Further, voltage dips are considered to be the most severe compared to continuous drops in voltage, abnormal fluctuations in voltage, transient voltage spikes, most likely resulting in crashes. The risk of voltage dips is mainly due to its bursty, comprehensive impact and difficult recovery characteristics. The propulsion system and the control system may fail simultaneously, causing the aircraft to lose lift and control capability momentarily. Once a voltage dip occurs, it is a vital safety measure to find an emergency forced landing point immediately. This is because of time-critical, the system may fail rapidly. The rapid landing prevents the aircraft from completely losing control, minimizes the risk of crashing, and makes efficient use of the remaining power for controlled landing. Quick decisions are needed to cope with the voltage dip, the optimal landing point is selected, and an emergency procedure is executed. Therefore, when the voltage continuously drops, the voltage abnormally fluctuates and the instantaneous voltage spikes are the intelligent classification result for the voltage abnormality, the battery needs to be overhauled. In the battery inspection process, if the damage of the battery is not serious, the maintenance can be directly carried out, for example, the damage of the battery is seriously detected due to the influence of environmental temperature change, slight charge-discharge cycle influence or short-time load fluctuation, and the unmanned aerial vehicle emergency forced landing needs to be carried out by selecting an emergency forced landing point if the damage of the battery is seriously detected, for example, the internal short circuit of the battery, the leakage of electrolyte or the expansion of the battery. When the voltage abnormality intelligent classification result is voltage dip, an emergency forced landing point needs to be selected immediately.
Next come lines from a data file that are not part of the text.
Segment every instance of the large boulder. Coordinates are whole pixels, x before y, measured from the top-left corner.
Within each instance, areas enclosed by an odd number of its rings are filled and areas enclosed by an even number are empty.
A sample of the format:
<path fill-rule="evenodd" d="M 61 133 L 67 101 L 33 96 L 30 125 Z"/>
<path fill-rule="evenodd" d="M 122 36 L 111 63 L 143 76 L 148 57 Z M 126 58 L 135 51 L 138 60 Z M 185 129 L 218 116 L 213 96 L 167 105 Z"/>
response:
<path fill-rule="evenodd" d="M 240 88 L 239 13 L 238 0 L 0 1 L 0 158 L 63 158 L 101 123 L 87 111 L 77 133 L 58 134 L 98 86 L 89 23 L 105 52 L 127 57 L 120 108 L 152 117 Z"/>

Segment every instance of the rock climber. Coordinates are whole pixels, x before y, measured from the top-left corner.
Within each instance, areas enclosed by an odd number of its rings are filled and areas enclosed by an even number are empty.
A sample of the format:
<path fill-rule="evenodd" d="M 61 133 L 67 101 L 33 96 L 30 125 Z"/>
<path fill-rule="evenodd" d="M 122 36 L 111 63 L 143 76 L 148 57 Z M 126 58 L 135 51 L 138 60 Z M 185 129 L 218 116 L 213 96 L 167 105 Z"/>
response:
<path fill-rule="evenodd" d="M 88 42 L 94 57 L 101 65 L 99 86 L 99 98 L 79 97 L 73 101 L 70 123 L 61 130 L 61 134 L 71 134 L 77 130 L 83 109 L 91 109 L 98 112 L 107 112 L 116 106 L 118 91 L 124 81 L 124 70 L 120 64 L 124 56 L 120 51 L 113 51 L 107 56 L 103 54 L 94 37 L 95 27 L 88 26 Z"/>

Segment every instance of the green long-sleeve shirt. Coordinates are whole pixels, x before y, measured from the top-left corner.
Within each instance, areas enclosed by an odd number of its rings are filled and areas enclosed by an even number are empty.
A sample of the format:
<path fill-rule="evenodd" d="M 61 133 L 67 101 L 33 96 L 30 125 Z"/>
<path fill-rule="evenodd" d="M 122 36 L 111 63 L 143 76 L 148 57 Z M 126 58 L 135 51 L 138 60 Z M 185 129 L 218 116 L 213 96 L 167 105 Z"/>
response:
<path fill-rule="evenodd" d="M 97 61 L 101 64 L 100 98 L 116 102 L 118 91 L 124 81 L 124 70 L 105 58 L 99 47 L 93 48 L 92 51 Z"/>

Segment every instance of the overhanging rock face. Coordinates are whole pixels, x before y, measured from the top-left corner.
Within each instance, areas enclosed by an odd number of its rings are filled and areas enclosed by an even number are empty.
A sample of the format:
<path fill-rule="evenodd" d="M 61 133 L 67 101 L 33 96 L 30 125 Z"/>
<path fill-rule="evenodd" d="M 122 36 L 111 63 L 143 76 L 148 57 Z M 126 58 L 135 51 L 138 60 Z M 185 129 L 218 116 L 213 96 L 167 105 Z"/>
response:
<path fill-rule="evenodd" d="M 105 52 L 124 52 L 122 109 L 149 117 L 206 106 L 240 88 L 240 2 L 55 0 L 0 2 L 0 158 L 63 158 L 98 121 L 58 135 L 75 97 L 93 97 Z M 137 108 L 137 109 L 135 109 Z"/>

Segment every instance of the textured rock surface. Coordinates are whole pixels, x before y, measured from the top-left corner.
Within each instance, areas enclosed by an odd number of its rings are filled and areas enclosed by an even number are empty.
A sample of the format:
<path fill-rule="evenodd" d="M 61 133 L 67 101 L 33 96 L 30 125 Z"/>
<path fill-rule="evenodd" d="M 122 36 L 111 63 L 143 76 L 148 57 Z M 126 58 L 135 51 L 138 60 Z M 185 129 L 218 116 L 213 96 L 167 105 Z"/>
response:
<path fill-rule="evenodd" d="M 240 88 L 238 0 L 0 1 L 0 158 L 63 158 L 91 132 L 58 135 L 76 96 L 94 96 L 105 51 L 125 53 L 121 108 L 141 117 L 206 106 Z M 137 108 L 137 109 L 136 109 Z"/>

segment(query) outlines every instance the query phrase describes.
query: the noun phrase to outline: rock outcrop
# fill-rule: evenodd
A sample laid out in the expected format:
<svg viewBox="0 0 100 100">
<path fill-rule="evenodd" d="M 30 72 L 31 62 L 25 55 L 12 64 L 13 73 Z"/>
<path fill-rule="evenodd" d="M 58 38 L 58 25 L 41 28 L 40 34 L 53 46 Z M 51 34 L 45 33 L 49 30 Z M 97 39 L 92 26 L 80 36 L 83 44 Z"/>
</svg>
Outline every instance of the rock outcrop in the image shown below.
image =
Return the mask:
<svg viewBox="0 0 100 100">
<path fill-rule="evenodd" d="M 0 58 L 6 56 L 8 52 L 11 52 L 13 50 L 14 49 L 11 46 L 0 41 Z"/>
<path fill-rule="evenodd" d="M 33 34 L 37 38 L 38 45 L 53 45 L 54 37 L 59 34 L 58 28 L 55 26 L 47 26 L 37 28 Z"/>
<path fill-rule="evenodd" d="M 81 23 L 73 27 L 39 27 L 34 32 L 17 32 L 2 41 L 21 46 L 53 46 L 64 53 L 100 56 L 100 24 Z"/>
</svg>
The key points and the points to be protected of the invention are as follows:
(1) Voltage abnormality identification and classification method
(2) A eVTOL aircraft emergency forced landing point selection method.
It is noted that relational terms such as "first" and "second", and the like, are used solely to distinguish one entity or action from another entity or action without necessarily requiring or implying any actual such relationship or order between such entities or actions. Moreover, the terms "comprises," "comprising," or any other variation thereof, are intended to cover a non-exclusive inclusion, such that a process, method, article, or apparatus that comprises a list of elements does not include only those elements but may include other elements not expressly listed or inherent to such process, method, article, or apparatus. Without further limitation, an element defined by the phrase "comprising one does not exclude the presence of other like elements in a process, method, article, or apparatus that comprises an element.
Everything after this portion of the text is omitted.